2024년 6월 13일

Jun 13, 2024

An Empirical Study of Mamba-based Language Models

(Roger Waleffe, Wonmin Byeon, Duncan Riach, Brandon Norick, Vijay Korthikanti, Tri Dao, Albert Gu, Ali Hatamizadeh, Sudhakar Singh, Deepak Narayanan, Garvit Kulshreshtha, Vartika Singh, Jared Casper, Jan Kautz, Mohammad Shoeybi, Bryan Catanzaro)
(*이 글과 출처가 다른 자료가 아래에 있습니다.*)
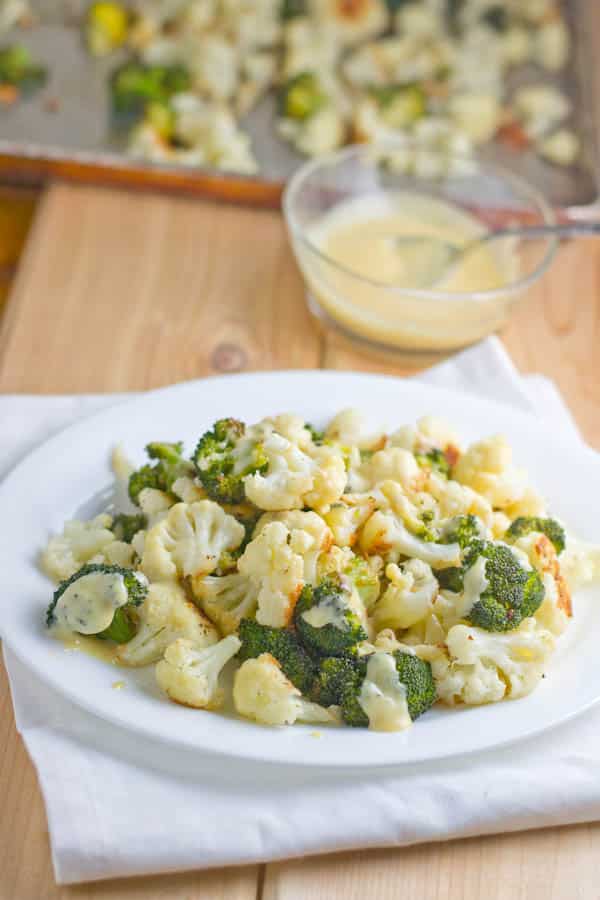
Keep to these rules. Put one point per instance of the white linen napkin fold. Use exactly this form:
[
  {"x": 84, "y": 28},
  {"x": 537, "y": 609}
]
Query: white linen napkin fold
[{"x": 119, "y": 806}]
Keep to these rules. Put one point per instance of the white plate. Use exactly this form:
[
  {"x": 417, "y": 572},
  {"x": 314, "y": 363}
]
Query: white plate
[{"x": 64, "y": 475}]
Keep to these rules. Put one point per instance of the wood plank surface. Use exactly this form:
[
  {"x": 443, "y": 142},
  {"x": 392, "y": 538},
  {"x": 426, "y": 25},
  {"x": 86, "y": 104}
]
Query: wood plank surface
[{"x": 119, "y": 292}]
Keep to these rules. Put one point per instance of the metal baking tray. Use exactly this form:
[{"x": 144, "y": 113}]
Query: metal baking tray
[{"x": 65, "y": 129}]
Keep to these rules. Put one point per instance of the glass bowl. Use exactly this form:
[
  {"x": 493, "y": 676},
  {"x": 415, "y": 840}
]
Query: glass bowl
[{"x": 414, "y": 322}]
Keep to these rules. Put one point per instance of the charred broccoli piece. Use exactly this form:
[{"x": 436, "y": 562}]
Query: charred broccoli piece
[
  {"x": 512, "y": 593},
  {"x": 224, "y": 456},
  {"x": 169, "y": 466},
  {"x": 283, "y": 645},
  {"x": 18, "y": 69},
  {"x": 301, "y": 96},
  {"x": 136, "y": 84},
  {"x": 99, "y": 600},
  {"x": 550, "y": 527},
  {"x": 496, "y": 17},
  {"x": 326, "y": 618},
  {"x": 336, "y": 676},
  {"x": 125, "y": 527},
  {"x": 414, "y": 673}
]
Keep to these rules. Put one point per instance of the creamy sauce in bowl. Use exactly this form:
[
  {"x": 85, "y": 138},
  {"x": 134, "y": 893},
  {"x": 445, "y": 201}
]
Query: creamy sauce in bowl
[{"x": 363, "y": 278}]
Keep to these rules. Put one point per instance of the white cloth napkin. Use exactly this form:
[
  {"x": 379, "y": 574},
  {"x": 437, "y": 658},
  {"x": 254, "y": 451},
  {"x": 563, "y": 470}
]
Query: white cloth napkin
[{"x": 117, "y": 806}]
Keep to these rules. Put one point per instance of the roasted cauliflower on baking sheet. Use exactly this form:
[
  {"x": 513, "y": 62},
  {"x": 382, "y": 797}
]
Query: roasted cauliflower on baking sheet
[
  {"x": 452, "y": 74},
  {"x": 349, "y": 576}
]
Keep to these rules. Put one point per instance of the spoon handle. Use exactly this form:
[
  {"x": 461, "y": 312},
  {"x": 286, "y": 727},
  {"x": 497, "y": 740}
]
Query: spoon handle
[{"x": 566, "y": 230}]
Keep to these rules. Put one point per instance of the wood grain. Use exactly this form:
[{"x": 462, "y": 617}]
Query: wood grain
[{"x": 120, "y": 292}]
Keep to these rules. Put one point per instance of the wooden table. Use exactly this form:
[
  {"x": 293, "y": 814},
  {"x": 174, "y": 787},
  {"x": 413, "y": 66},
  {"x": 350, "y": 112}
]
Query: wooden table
[{"x": 128, "y": 292}]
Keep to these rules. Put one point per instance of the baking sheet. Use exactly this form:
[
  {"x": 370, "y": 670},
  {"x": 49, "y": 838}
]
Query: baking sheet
[{"x": 66, "y": 128}]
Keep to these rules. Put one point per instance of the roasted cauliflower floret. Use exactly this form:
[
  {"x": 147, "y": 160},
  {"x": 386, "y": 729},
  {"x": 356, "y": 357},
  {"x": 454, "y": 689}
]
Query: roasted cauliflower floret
[
  {"x": 429, "y": 432},
  {"x": 288, "y": 477},
  {"x": 580, "y": 563},
  {"x": 386, "y": 533},
  {"x": 349, "y": 429},
  {"x": 310, "y": 536},
  {"x": 190, "y": 541},
  {"x": 409, "y": 596},
  {"x": 492, "y": 666},
  {"x": 262, "y": 692},
  {"x": 226, "y": 600},
  {"x": 278, "y": 572},
  {"x": 487, "y": 467},
  {"x": 190, "y": 675},
  {"x": 165, "y": 615},
  {"x": 347, "y": 516},
  {"x": 294, "y": 479},
  {"x": 79, "y": 543}
]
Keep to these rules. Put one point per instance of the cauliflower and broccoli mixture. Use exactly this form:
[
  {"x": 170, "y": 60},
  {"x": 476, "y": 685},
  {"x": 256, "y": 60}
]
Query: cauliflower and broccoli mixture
[
  {"x": 352, "y": 577},
  {"x": 437, "y": 70}
]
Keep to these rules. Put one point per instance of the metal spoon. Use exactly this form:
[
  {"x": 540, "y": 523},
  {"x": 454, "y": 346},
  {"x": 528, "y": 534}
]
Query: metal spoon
[{"x": 437, "y": 257}]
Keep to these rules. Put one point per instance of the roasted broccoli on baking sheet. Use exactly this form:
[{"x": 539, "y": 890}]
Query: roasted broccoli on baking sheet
[
  {"x": 136, "y": 84},
  {"x": 19, "y": 70}
]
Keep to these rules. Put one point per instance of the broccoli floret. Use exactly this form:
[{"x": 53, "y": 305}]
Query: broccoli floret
[
  {"x": 462, "y": 530},
  {"x": 125, "y": 527},
  {"x": 292, "y": 9},
  {"x": 135, "y": 84},
  {"x": 450, "y": 579},
  {"x": 400, "y": 105},
  {"x": 301, "y": 97},
  {"x": 18, "y": 69},
  {"x": 317, "y": 436},
  {"x": 512, "y": 594},
  {"x": 283, "y": 645},
  {"x": 434, "y": 459},
  {"x": 223, "y": 458},
  {"x": 416, "y": 676},
  {"x": 326, "y": 619},
  {"x": 169, "y": 466},
  {"x": 364, "y": 579},
  {"x": 336, "y": 676},
  {"x": 83, "y": 601},
  {"x": 496, "y": 17},
  {"x": 550, "y": 527}
]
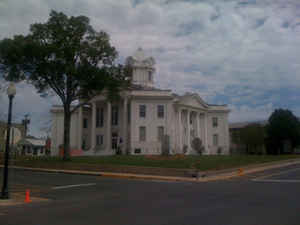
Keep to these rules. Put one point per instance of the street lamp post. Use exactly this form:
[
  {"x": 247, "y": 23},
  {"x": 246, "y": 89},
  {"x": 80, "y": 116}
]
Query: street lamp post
[{"x": 11, "y": 92}]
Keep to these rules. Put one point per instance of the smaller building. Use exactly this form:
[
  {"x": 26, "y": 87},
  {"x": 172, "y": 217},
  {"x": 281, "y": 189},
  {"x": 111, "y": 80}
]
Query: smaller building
[
  {"x": 33, "y": 147},
  {"x": 17, "y": 132}
]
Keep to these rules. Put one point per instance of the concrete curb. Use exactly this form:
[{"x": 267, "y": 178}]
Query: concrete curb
[{"x": 237, "y": 172}]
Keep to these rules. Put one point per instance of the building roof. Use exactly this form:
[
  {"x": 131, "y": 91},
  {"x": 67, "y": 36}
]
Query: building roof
[
  {"x": 239, "y": 125},
  {"x": 33, "y": 141},
  {"x": 137, "y": 87}
]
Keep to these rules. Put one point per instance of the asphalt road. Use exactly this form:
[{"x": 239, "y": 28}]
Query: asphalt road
[{"x": 268, "y": 198}]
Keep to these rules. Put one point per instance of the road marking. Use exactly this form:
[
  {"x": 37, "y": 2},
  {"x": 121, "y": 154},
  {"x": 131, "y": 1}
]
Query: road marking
[
  {"x": 276, "y": 181},
  {"x": 275, "y": 174},
  {"x": 71, "y": 186}
]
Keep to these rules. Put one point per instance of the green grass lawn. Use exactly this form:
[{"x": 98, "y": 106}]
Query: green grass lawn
[{"x": 211, "y": 162}]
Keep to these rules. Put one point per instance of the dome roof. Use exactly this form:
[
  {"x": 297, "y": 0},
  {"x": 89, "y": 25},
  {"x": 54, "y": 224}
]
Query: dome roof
[{"x": 139, "y": 55}]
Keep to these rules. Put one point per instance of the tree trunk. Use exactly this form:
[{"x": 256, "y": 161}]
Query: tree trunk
[{"x": 67, "y": 127}]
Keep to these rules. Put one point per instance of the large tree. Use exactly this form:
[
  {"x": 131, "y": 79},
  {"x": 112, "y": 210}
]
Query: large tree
[
  {"x": 252, "y": 136},
  {"x": 66, "y": 56},
  {"x": 283, "y": 126}
]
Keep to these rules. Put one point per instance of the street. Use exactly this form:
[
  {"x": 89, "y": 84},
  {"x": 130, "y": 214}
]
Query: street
[{"x": 269, "y": 198}]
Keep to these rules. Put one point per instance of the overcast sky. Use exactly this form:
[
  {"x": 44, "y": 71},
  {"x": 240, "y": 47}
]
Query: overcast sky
[{"x": 243, "y": 53}]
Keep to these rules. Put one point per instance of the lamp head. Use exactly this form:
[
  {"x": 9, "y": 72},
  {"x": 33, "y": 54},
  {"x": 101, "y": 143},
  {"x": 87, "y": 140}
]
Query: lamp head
[{"x": 11, "y": 90}]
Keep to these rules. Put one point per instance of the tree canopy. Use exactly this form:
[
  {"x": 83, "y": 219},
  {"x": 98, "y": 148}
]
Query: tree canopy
[
  {"x": 253, "y": 137},
  {"x": 283, "y": 126},
  {"x": 65, "y": 56}
]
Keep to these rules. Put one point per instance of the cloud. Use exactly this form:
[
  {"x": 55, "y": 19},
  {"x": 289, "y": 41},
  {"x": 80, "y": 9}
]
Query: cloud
[{"x": 244, "y": 53}]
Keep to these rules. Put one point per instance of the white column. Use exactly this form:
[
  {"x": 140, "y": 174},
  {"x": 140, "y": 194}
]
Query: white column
[
  {"x": 108, "y": 127},
  {"x": 197, "y": 123},
  {"x": 79, "y": 128},
  {"x": 206, "y": 135},
  {"x": 180, "y": 129},
  {"x": 125, "y": 131},
  {"x": 93, "y": 132},
  {"x": 189, "y": 130}
]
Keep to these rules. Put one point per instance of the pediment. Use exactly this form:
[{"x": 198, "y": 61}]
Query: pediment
[{"x": 193, "y": 100}]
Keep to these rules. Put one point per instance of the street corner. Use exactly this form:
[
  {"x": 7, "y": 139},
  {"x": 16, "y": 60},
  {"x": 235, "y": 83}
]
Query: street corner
[{"x": 21, "y": 198}]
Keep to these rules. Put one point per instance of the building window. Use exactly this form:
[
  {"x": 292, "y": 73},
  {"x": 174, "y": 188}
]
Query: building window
[
  {"x": 137, "y": 151},
  {"x": 150, "y": 75},
  {"x": 85, "y": 122},
  {"x": 215, "y": 121},
  {"x": 83, "y": 144},
  {"x": 215, "y": 140},
  {"x": 114, "y": 115},
  {"x": 143, "y": 111},
  {"x": 99, "y": 117},
  {"x": 142, "y": 133},
  {"x": 160, "y": 111},
  {"x": 99, "y": 139},
  {"x": 160, "y": 133}
]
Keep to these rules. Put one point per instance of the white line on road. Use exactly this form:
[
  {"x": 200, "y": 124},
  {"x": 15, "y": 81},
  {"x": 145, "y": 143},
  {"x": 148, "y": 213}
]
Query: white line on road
[
  {"x": 74, "y": 185},
  {"x": 276, "y": 181},
  {"x": 276, "y": 174}
]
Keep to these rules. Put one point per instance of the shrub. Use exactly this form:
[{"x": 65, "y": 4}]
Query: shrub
[{"x": 197, "y": 145}]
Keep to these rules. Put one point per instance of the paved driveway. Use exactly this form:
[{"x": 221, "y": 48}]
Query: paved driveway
[{"x": 77, "y": 199}]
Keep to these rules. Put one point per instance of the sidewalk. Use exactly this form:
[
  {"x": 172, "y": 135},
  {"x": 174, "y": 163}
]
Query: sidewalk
[{"x": 198, "y": 176}]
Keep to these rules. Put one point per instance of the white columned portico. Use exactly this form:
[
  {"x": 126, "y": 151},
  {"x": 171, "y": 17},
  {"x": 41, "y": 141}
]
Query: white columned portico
[
  {"x": 108, "y": 127},
  {"x": 93, "y": 132},
  {"x": 80, "y": 128},
  {"x": 125, "y": 131},
  {"x": 189, "y": 130},
  {"x": 180, "y": 129}
]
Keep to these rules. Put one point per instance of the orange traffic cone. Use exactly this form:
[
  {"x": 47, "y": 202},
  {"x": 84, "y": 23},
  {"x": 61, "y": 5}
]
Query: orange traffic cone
[{"x": 27, "y": 196}]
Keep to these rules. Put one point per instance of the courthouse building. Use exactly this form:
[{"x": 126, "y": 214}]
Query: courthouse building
[{"x": 141, "y": 118}]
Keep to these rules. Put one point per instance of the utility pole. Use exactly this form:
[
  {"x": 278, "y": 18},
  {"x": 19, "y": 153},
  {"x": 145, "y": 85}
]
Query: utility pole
[{"x": 25, "y": 122}]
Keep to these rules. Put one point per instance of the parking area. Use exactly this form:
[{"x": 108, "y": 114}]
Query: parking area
[
  {"x": 284, "y": 175},
  {"x": 79, "y": 199}
]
Selective state-space models (SSMs) like Mamba overcome some of the shortcomings of Transformers, such as quadratic computational complexity with sequence length and large inference-time memory requirements from the key-value cache. Moreover, recent studies have shown that SSMs can match or exceed the language modeling capabilities of Transformers, making them an attractive alternative. In a controlled setting (e.g., same data), however, studies so far have only presented small scale experiments comparing SSMs to Transformers. To understand the strengths and weaknesses of these architectures at larger scales, we present a direct comparison between 8B-parameter Mamba, Mamba-2, and Transformer models trained on the same datasets of up to 3.5T tokens. We also compare these models to a hybrid architecture consisting of 43% Mamba-2, 7% attention, and 50% MLP layers (Mamba-2-Hybrid). Using a diverse set of tasks, we answer the question of whether Mamba models can match Transformers at larger training budgets. Our results show that while pure SSMs match or exceed Transformers on many tasks, they lag behind Transformers on tasks which require strong copying or in-context learning abilities (e.g., 5-shot MMLU, Phonebook) or long-context reasoning. In contrast, we find that the 8B Mamba-2-Hybrid exceeds the 8B Transformer on all 12 standard tasks we evaluated (+2.65 points on average) and is predicted to be up to 8x faster when generating tokens at inference time. To validate long-context capabilities, we provide additional experiments evaluating variants of the Mamba-2-Hybrid and Transformer extended to support 16K, 32K, and 128K sequences. On an additional 23 long-context tasks, the hybrid model continues to closely match or exceed the Transformer on average. To enable further study, we release the checkpoints as well as the code used to train our models as part of NVIDIA's Megatron-LM project.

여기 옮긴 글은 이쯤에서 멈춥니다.